A young Ikinchli lad showed up with tea. I took mine, grateful for the chance to rinse some of the dust out of my mouth, and she took her time sugaring hers and stirring it before she said, “Why do you want to know?”
“Hoped I might have a word with him.”
“About?”
I realised she was protecting him; he’d only worked for her a while, or she wouldn’t have taken that long to remember his name, but he was still her crew.
“I don’t want to get him in trouble,” I said. “He may know something that will lead me to a girl who might be in
serious
trouble. I plan to haul her out of it, if I ever find her.”
She looked at me – the gaze of that single eye surprisingly penetrating. “Don’t
make
trouble. I got a business to run, and he’s skilled. You lose me a good worker, you’ll hear about it. Understood?”
“Absolutely.”
“All right. He should be heading in for his shift soon, you’ll catch him on the way, or maybe still at home. Lodgings’re round back of the temple. Brick archway, one flight up, door on the left.”
TIRESANA
W
E NEVER LEFT
the Inner Temple. We never entered the courtyard, not for the ceremonies of the other gods, not even for Babaska’s major ceremonies; they were performed, in miniature, within the rooms, as part of our training.
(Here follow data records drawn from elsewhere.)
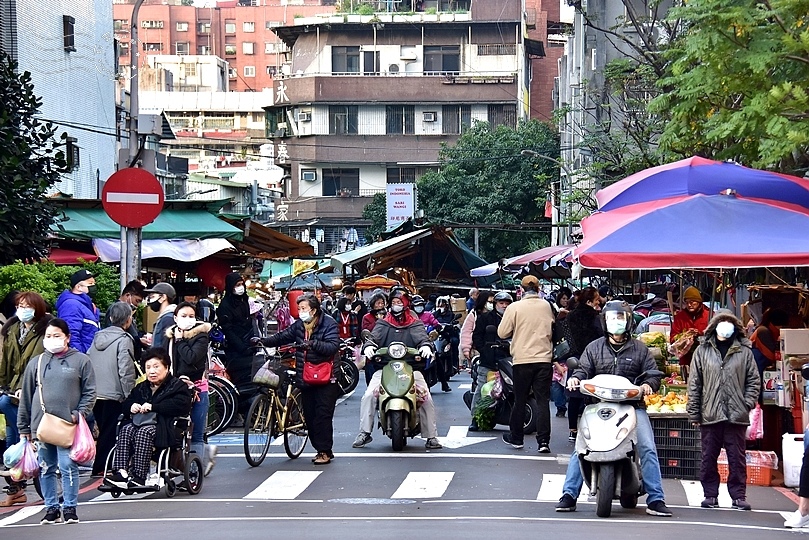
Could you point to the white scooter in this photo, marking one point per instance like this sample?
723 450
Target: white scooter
607 440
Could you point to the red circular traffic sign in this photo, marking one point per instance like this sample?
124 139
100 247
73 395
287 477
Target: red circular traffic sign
132 197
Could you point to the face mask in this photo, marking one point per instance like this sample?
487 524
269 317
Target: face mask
186 323
54 345
725 330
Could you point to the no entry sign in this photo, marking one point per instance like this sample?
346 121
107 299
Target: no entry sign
132 197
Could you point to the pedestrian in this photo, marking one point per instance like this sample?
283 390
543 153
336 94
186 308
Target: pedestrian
529 324
723 388
22 336
75 307
317 335
113 358
188 349
62 378
617 353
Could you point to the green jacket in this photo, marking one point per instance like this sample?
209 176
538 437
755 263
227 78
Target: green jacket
15 355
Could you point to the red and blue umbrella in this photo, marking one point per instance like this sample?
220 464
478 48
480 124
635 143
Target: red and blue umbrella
699 175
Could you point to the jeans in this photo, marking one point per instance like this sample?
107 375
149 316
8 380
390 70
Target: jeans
8 409
649 465
51 457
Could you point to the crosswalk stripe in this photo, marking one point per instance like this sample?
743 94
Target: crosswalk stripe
423 485
283 485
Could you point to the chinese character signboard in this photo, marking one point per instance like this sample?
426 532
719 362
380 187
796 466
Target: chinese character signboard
401 203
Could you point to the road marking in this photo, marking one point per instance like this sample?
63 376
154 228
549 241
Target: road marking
551 488
423 485
694 493
283 485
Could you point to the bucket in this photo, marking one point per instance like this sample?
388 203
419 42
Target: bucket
792 451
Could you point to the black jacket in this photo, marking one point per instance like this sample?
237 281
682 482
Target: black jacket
172 399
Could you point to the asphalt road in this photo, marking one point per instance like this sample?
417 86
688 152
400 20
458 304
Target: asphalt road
476 487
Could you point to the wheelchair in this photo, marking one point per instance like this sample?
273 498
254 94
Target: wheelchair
174 468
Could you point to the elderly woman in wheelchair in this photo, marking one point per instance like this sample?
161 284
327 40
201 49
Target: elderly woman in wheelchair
155 426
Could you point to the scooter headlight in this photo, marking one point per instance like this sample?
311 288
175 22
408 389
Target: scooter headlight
397 350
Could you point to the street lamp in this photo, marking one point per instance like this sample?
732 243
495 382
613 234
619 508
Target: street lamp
569 185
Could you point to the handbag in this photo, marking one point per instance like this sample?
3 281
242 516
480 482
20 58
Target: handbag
145 419
52 429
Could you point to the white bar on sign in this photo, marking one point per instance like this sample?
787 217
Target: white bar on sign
283 485
134 198
423 485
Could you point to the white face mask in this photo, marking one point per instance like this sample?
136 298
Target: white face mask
725 330
54 345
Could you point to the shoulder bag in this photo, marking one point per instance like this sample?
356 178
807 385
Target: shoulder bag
52 429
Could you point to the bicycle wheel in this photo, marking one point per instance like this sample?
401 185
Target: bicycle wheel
295 431
257 430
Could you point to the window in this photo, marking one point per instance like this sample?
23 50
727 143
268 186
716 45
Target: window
400 119
345 59
69 32
343 119
336 181
442 59
455 119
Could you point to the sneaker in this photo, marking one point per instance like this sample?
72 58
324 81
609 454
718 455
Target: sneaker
70 515
658 508
212 451
566 504
362 439
741 504
710 502
796 520
511 442
52 516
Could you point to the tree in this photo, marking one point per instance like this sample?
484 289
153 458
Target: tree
736 83
31 162
483 179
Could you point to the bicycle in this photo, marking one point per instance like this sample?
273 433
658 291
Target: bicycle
276 410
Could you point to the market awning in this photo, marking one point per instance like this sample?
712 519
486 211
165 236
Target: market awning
91 223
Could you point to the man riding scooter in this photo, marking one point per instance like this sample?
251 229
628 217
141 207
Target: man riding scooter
399 325
619 354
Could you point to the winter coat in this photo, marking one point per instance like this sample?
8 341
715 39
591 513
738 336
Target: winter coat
324 342
112 355
723 389
529 323
68 386
189 355
15 356
81 316
173 398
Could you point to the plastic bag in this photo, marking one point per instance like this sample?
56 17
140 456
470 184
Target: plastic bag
755 430
13 454
84 449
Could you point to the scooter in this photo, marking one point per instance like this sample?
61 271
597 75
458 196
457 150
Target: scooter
607 439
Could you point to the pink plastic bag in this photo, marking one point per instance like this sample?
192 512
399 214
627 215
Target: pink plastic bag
84 447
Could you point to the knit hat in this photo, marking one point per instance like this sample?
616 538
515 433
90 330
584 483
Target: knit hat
692 294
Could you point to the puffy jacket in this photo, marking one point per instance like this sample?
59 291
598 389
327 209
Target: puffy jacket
81 316
722 389
112 355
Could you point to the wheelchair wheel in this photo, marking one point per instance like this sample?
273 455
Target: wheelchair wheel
295 432
193 475
258 430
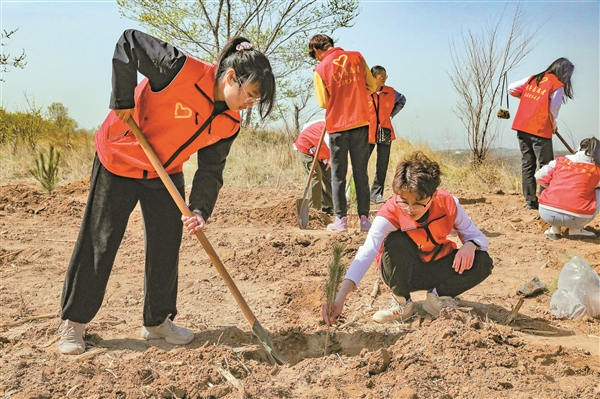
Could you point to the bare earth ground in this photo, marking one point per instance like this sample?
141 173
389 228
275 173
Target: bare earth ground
281 271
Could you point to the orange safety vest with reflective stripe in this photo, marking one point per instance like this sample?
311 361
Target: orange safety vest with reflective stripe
533 115
343 74
381 105
177 121
429 236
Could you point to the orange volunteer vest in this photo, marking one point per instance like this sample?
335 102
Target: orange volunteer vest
570 186
382 104
533 115
309 137
177 121
430 236
343 73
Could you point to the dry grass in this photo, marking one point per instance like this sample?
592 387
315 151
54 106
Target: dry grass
265 158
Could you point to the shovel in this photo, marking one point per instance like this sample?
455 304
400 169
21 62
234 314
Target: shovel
302 204
257 329
567 146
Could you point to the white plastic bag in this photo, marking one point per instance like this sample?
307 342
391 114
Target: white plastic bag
578 291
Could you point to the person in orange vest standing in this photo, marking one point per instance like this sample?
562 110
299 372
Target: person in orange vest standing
409 241
541 96
571 197
319 194
342 83
183 106
384 104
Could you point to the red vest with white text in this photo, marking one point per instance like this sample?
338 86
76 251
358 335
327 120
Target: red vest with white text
309 138
343 73
570 186
431 235
533 115
384 103
176 121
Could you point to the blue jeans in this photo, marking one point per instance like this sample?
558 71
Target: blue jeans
556 218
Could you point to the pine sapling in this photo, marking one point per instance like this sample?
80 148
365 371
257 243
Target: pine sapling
336 275
46 170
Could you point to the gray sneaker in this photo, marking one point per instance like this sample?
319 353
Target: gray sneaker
396 312
71 338
170 332
433 303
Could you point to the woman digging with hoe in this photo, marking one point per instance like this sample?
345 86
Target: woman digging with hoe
184 106
409 239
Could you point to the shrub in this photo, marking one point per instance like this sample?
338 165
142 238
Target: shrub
46 170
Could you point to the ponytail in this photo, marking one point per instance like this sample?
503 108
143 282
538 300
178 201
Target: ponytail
591 148
250 66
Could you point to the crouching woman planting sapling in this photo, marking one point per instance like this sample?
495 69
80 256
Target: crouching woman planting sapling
409 240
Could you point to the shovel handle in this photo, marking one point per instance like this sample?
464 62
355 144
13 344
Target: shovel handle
564 142
315 160
162 173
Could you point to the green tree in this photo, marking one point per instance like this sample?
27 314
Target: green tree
7 60
279 28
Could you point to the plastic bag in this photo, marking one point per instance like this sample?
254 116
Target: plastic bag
578 291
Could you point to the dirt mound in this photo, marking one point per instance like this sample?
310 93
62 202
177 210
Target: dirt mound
284 213
68 200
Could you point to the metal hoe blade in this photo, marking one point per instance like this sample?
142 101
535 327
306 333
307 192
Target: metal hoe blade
264 339
302 205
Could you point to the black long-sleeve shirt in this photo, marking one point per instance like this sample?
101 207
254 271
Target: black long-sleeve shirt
160 62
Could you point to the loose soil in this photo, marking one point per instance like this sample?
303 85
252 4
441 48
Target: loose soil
281 271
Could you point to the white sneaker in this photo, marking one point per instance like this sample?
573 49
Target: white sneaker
71 338
395 312
170 332
581 233
433 303
553 232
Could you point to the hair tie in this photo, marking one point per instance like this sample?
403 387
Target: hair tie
244 46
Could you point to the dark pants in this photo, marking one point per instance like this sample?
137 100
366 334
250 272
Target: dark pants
111 200
355 142
404 272
319 190
534 150
383 159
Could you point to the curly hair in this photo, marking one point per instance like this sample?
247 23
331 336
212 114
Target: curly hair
417 174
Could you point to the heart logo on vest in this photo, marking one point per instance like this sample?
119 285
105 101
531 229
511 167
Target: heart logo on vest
340 61
182 112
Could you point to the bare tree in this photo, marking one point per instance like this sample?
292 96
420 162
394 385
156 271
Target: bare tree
279 28
479 66
6 60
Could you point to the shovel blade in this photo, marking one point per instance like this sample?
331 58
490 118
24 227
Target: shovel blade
302 206
264 339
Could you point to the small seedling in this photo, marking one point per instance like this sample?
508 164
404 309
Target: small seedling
336 275
46 170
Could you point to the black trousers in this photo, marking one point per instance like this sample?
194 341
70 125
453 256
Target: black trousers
111 200
534 150
383 159
404 272
355 142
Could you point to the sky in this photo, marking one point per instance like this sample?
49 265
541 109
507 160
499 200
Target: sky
69 45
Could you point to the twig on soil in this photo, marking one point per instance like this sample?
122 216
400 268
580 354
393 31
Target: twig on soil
111 372
73 388
27 319
90 354
232 380
374 292
514 312
51 342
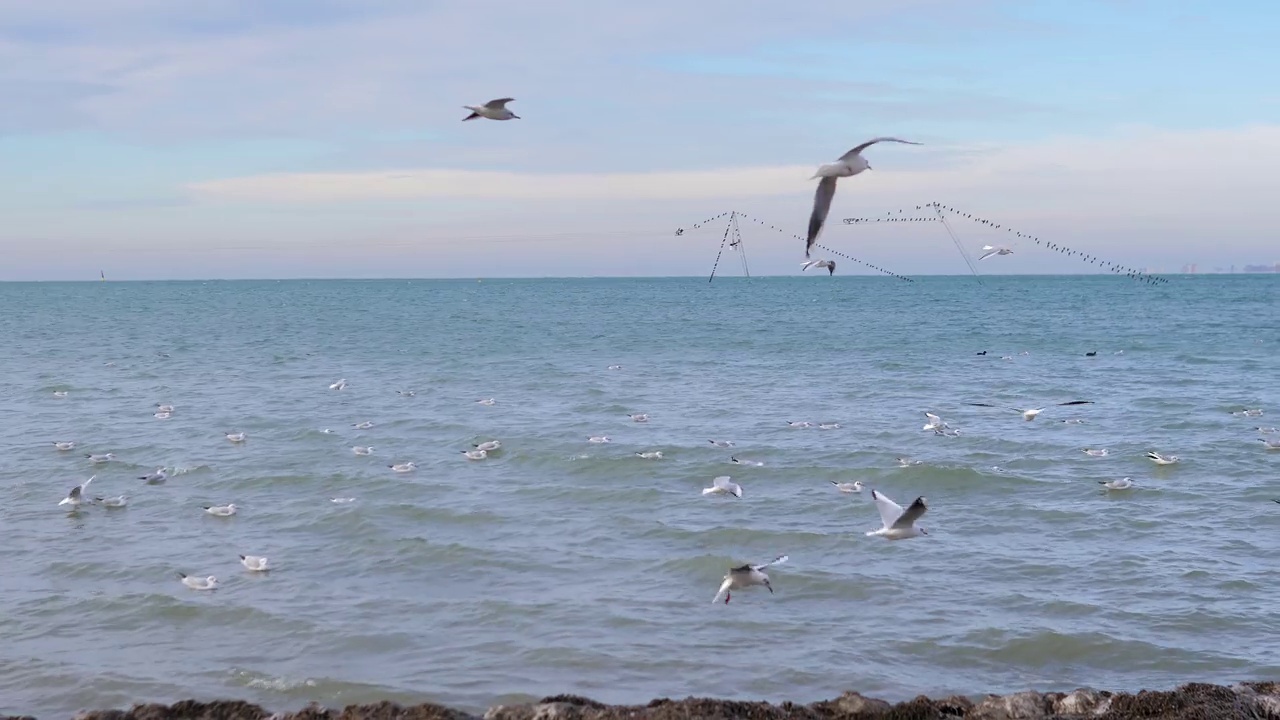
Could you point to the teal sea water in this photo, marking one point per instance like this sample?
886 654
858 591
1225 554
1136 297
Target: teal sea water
560 565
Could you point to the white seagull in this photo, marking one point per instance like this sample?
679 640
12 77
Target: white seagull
819 264
990 250
897 523
745 577
1031 414
199 583
492 110
849 164
76 495
723 486
255 563
1123 483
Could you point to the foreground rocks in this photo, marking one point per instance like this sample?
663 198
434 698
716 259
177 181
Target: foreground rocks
1194 701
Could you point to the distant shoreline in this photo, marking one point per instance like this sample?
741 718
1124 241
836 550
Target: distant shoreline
1242 701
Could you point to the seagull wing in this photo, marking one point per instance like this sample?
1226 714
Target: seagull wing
821 206
869 142
890 510
777 560
912 514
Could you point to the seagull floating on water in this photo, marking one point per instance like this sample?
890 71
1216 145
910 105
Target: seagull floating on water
745 577
255 563
76 495
492 110
1123 483
199 583
1031 414
991 250
897 523
819 264
849 164
723 486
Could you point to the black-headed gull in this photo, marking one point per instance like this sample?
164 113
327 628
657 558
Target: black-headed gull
199 583
723 486
1031 414
819 264
991 250
76 496
255 563
492 110
897 523
849 164
745 577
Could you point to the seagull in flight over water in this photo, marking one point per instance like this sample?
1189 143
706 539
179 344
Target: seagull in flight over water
492 110
849 165
1029 414
821 264
745 577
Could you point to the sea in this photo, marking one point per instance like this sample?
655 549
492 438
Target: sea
558 565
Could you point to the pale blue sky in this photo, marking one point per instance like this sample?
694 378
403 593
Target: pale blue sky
323 139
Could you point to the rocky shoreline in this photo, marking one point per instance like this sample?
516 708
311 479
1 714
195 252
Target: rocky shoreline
1193 701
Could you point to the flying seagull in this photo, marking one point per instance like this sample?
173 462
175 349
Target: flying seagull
493 110
988 251
745 577
821 264
849 165
1029 414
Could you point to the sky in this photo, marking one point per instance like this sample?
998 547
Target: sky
282 139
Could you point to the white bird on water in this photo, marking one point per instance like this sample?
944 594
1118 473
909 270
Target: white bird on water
199 583
745 577
255 563
849 164
819 264
991 250
1123 483
897 523
76 495
492 110
723 486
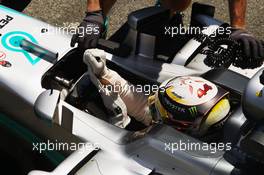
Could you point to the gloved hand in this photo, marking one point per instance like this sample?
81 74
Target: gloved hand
252 47
96 60
89 31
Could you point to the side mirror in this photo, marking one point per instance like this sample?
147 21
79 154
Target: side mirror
17 5
46 104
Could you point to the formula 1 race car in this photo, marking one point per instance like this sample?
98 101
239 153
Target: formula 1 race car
39 66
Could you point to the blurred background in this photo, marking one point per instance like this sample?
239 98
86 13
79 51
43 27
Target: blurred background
71 12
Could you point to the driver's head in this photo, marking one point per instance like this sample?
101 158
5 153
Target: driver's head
193 104
176 5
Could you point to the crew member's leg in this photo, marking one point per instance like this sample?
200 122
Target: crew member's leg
176 5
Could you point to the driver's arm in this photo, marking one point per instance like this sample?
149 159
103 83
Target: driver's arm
237 10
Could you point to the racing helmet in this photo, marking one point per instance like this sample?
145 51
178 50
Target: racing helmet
192 103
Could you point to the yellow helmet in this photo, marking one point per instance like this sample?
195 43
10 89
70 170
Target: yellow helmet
191 103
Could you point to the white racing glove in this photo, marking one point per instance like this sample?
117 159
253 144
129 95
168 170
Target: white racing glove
136 103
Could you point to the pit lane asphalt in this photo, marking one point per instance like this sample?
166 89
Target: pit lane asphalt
71 12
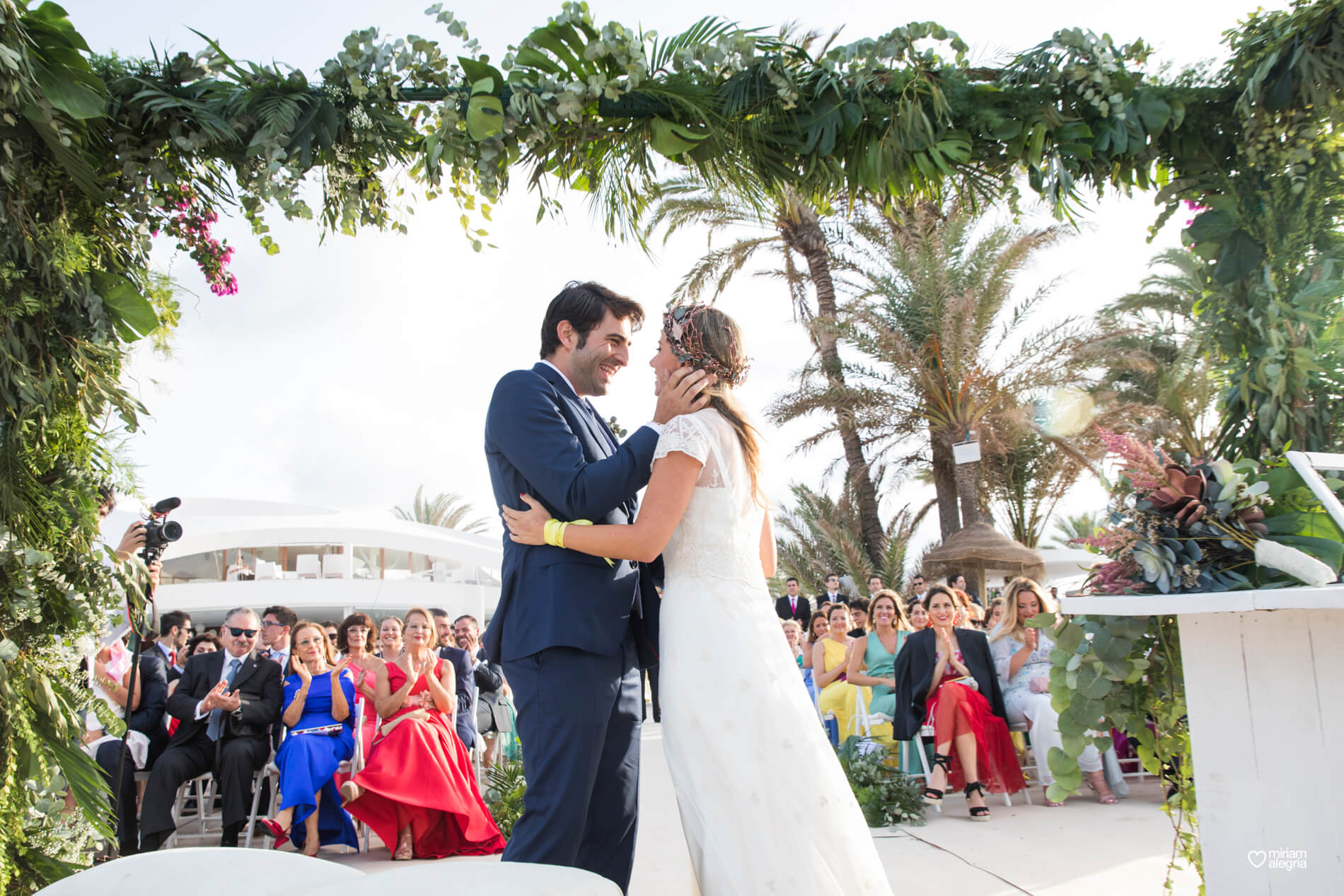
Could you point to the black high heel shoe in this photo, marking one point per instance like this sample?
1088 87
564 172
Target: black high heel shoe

“Why can’t we go to the main temple?” I asked Hap-Canae. I wanted to get a closer look at it, to try and get a sense of Babaska through her statue, if nothing else. And though the rooms of the Inner Temple were generously proportioned, I was beginning to feel a little itchy at being inside for so long. Fight training in the inner courtyard wasn’t enough.
“My dear child, the main temple?” He gestured, suggesting crowds: the scent of myrrh drifted from his sleeves. “Babaska’s most important shrine? The Hierarchs of the priesthood, the most powerful in the land, attend the ceremonies there. And you have barely begun your training. Imagine if something went wrong, in front of them all!”
I blushed and mumbled, immediately seeing myself tearing my gown, spilling the wine on some terrifyingly important priestess, falling down the steps.
He stroked my hair. “You will do very well, I’m sure. One day I will see you lead the ceremonies, and the worshippers will all be in awe of you. But not yet.”
A few days later another girl was gone. Seili, with her fire-glow hair and her annoying laugh, Chosen by the Avatar Lohiria, she of the West Wind. That night there was a gale at sea, and a trade ship lost with all its hands, its cargo of corn sinking to rot on the sea floor. But none of us made the connection, or if we did, nothing was said.
Stupid? Yes, we were. Stupid and self-involved, wrapped in luxury for the first time in our lives, and so terribly young.
One of our martial trainers was a battered ex-soldier called Farren with one missing eye and two missing fingers, who knew every nasty fighter’s trick, throw, tear, grapple and gouge you ever heard of and then some, having learned how to do them all a second time, with no depth-perception and half a hand. He had me in a tight hold, flat on the marble, my left arm halfway to the back of my neck and his knee on my spine. “See what I did there?” he said, and then, bending close, he whispered, “Message for you. Can you keep your mouth shut?”
I nodded, not really understanding.
“Sometimes you find you’ve thrown a three instead of a six.”